Of chief concern is frequency and duration of use. If you intend to put one of these machines to work regularly, consider a model that has a larger capacity canister (models range from 2 - 3 gal), a long runtime, and a washable filter. These features will keep you on task because you won't have to replace filters, and the bin won't need to be emptied as often. Longer runtimes will mean less battery swapping as well.
If you are going to use your shop vacuum for cleaning between car seats, couch cushions, or in tight spaces in general, you should hone in on models that have high rates of suction and airflow, as well as those models that have narrow, elongated crevice attachments. Similarly, if you think that you'll be doing a lot of floor work, especially wet floor work — make sure the model you select has a proper floor nozzle that has grooves in the contact surface of the tool that allows air to flow when on a hard surface. Having extension tubes for this kind of work is nice, too, because it will enable you to stand up while working.
Suction alone does not make for an effective vacuum. It's the combination of suction and airflow that makes a machine good at cleaning. Suction is measured in cubic inches of water lift and airflow in cubic feet per minute (cfm). It might seem counterintuitive, but a clogged machine will maintain its suction power, but with the airflow obstructed, it won't move debris from the floor up the hose and into the canister. When assessing a machine for vacuuming power, check both water lift and cfm.
Additional features of interest on cordless wet/dry vacuums are the blower function and auxiliary power cord. Several models offer an attachment for the hose on the air output of the unit, effectively turning the vacuum into a blower. If you don't need a compressor, it's an excellent option for pushing air in a pinch. Also, there is at least one model on the market that offers an auxiliary power cord that allows the unit to be powered from an AC outlet if needed. The power cord is an excellent option if you'll occasionally run the machine for prolonged periods.
Step 4: Health and Safety
Cordless wet/dry vacuums are generally considered safe power tools. However, the high-efficency particulate air filter is not standard on every vacuum model. Commonly referred to as HEPA filters, these devices are designed to remove particulates from the air that contribute to respiratory illnesses and allergies. If you are sensitive to dust or you will be working with the vacuum indoors, it pays to seek out a machine with a HEPA filter.
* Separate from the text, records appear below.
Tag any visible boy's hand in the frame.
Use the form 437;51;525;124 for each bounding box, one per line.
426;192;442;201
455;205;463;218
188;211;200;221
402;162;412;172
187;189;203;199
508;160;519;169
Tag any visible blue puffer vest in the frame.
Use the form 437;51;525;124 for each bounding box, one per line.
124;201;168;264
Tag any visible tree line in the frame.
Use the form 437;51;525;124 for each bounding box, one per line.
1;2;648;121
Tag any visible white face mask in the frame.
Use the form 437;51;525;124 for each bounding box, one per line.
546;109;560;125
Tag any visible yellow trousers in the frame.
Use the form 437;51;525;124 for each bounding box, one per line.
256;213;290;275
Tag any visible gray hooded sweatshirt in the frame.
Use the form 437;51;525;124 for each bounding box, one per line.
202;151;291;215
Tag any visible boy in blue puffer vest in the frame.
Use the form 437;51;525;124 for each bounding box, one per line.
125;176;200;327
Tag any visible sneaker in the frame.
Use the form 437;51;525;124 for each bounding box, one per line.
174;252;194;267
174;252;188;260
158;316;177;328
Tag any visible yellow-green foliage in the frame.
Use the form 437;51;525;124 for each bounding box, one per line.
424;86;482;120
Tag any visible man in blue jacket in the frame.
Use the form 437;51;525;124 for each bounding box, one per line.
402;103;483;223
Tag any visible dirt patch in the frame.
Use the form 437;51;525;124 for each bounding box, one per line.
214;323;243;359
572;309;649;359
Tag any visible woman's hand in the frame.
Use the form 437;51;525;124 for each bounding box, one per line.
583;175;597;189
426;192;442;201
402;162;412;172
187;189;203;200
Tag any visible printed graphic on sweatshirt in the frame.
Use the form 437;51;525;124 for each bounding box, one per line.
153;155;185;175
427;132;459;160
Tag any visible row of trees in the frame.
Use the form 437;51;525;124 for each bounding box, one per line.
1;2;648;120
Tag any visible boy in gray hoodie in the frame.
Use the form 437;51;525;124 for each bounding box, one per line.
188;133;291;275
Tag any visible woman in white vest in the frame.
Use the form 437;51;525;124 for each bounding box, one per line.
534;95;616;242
When shopping for a cordless wet/dry vacuum, it is important first to ask if the machine will fit your needs because they are best suited to smaller jobs. The next consideration is vac's compatible with your existing battery-powered tool kit. Better to have a matched system if you can as it saves time and money. Next, dig into intended use. The main factors here are canister size, vacuum power, and runtime. As the difficulty of the intended task increases, so too does the importance of these three factors. Last in order, but not in importance, is health and safety. If you are sensitive to dust or have allergies, it's a good idea to select a model with a HEPA filter as they are the best at removing particulates from the air. If you follow these four simple steps when shopping for a cordless wet/dry vacuum, you're sure to get the best fit for your needs.